Dunia pendidikan di Indonesia kerapkali menguraikan problematika yang tak berkesudahaan. Maklum saja, sektor ini begitu menentukan laju dan masa depan kehidupan sebuah bangsa. Sayangnya, yang menjadi persoalan mendasar dari kondisi pendidikan di Indonesia adalah tidak adanya komitmen semua komponen bangsa untuk menempatkan pendidikan sebagai lokomotif perubahan bangsa.

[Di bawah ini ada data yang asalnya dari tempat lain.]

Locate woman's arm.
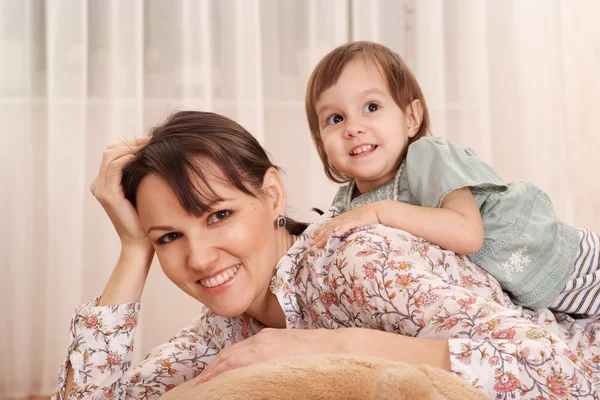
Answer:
[64,138,154,393]
[313,188,483,254]
[333,328,452,371]
[52,300,216,400]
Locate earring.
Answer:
[275,215,287,229]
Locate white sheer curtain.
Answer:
[0,0,600,396]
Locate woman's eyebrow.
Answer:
[148,225,174,233]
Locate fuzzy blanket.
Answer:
[162,355,488,400]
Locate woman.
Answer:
[54,112,600,399]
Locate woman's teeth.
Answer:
[350,144,376,156]
[200,264,240,287]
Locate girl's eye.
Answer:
[156,232,182,244]
[363,103,379,112]
[208,210,231,225]
[325,114,344,125]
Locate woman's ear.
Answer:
[404,99,423,138]
[262,167,287,215]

Persoalan pendidikan juga tak pernah lepas dari sorotan Anita Lie. Pengamat pendidikan ini bahkan tanpa tedeng aling-aling mengatakan, "Sejak Orde Baru dulu, pendidikan hanya dijadikan instrumen untuk agenda politik negara. Sekarang lebih parah lagi, yakni pendidikan dijadikan sebagai mesin uang."


Ia lantas memberi contoh, Kepala Dinas Pendidikan yang ditunjuk bukan berdasarkan kompetensi, melainkan orang yang dekat bupati. Ujungnya adalah sebagai mesin uang atau harus memberikan setoran. "Demikian juga di atasnya, hingga menteri pendidikan yang ditunjuk berdasarkan pertimbangan politis. Padahal, seharusnya kepala dinas pendidikan itu merupakan jabatan karier, bukan politis," tuturnya.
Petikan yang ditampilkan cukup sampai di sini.